Sporting an unorthodox shot, Brooke Lee sought lessons from Hargett. Expecting him to change her shot, he instead shaped the mechanics around her.

“What’s great about (Hargett) is he doesn’t have everyone shoot the same shot,” said Brooke’s father Mike Lee, assistant coach for Bishop Gorman. “He looks at the individual and shapes their shot to their strengths.

“Brooke’s shot is still unorthodox, but it is better.”

Brooke Lee, a junior at Gorman, leads East Texas with 46 3-pointers. She’s second on the team in scoring at 11.7 points per game while hitting 91 percent from the free throw line.

But Hargett admits he didn’t always teach the right way, even going on facebook to apologize to former pupils for teaching them wrong.

“I think it was probably a process of saying the wrong things and teaching them wrong,” Hargett said. “I used to tell my players, when I was coaching high school ball, that when you shoot the ball, you shoot it and just get it over the front of the rim and left it fall in. Technically that’s fairly close but it’s not right.”

Now that Hargett has his own system with proven results, one remaining challenge is convincing coaches that he’s not trying to steal their players or go against the high school coach’s instructions. Hargett is merely trying to supplement by improving shooting.

“One of the reasons that I think shooting lessons are so important, having coached for as many years as I did … (coaches) just can’t afford to spend a ton of time on shooting,” Hargett said.

One coach who understands that is Gorman’s Katie Robertson, who was an assistant with Hargett.
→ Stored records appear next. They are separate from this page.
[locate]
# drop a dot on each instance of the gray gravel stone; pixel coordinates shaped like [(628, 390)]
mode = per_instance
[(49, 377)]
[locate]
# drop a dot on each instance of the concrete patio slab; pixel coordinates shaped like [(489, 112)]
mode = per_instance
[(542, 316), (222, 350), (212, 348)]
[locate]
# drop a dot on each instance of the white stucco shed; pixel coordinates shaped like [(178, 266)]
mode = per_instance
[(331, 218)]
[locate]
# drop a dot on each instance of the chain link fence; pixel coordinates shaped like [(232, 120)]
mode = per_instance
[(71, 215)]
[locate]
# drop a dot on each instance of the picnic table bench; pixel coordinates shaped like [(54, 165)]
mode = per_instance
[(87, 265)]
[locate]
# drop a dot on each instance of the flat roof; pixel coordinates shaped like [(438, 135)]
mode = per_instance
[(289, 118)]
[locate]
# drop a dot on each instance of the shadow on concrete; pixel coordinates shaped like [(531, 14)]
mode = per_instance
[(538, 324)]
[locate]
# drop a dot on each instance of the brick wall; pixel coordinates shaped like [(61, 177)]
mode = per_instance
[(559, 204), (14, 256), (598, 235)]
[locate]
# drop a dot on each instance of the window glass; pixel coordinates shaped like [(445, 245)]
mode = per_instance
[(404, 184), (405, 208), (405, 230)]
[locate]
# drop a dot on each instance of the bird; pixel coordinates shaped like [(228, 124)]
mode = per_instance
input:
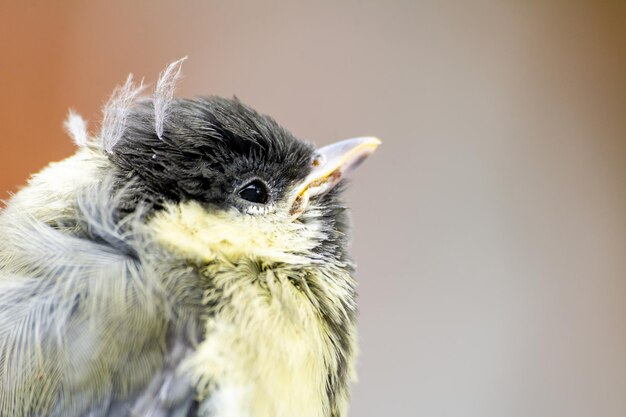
[(191, 259)]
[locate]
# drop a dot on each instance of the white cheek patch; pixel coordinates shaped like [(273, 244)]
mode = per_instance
[(204, 236)]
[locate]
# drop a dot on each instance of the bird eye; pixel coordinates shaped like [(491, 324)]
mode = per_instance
[(255, 192)]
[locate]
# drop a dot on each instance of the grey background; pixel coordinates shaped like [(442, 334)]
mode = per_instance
[(490, 227)]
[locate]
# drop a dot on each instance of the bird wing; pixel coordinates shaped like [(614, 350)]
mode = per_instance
[(84, 328)]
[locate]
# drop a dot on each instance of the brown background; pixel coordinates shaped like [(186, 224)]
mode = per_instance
[(490, 226)]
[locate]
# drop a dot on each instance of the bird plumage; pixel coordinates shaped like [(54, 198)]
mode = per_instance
[(135, 281)]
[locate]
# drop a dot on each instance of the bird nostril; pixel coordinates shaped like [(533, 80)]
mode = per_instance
[(318, 160)]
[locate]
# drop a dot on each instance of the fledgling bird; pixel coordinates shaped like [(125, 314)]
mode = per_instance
[(189, 260)]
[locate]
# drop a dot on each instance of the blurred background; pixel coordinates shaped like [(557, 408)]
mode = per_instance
[(490, 227)]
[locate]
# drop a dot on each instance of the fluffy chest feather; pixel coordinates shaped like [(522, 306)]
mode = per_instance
[(268, 351)]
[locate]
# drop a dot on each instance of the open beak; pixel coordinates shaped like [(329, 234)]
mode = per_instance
[(330, 164)]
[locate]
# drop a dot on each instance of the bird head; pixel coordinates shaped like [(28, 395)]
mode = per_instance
[(226, 183)]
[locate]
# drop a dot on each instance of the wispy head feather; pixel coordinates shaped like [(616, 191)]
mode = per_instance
[(76, 127), (164, 92), (116, 112)]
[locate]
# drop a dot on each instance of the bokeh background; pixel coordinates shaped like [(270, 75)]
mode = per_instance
[(490, 226)]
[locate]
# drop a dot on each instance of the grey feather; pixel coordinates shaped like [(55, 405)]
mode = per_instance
[(90, 318)]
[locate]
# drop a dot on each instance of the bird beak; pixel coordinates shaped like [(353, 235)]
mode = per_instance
[(330, 164)]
A handful of her player such as Lee, Susannah Williams, Allie Buzbee and Mandie VanderVorste has improved their game with Hargett’s help.

“I am always a fan of my kids being in a gym and having a ball in their hands,” Robertson said. “Some coaches don’t like other coaches teaching their players. I trust what he’s teaching them. I think it makes a world of difference with their confidence and just getting that one hour of having a ball in your hand.”

Hargett has also coached some of the Gorman guys, including Sean Goforth, whose shooting sparked the Crusaders to a win over rival Grace Community on Jan. 26. He’s instructed players from schools across East Texas, private and public, and loves to post videos of a pupil doing well on his facebook page, dubbed Hargett’s Targets.

Hargett’s passion for the game he teaches is undeniable, and contagious. Perhaps it’s a reason his students find so much success, though he laughs about the suggestions that his shooters don’t like him.

“It’s obvious that your kids do not like me,” Hargett has joked with a parent. “Because if they keep shooting like this they don’t want me to make any money and you guys are never going to come back.”

Nonetheless, the students keep coming back, drawn to Hargett’s expertise as a coach as much as his enthusiasm.

“I was one of his assistants at Gorman and was with him after some big wins; he will call me as excited as he was about a big win to tell me about a lesson with some 7th grader who had a great lesson,” Mike Lee said. “He will be just as animated and pumped up about a 12-year-old kid as he was about a big victory.

“These lessons are a lot more to him than a side job to earn some extra cash. It’s about the passion he still has for basketball and for helping kids.”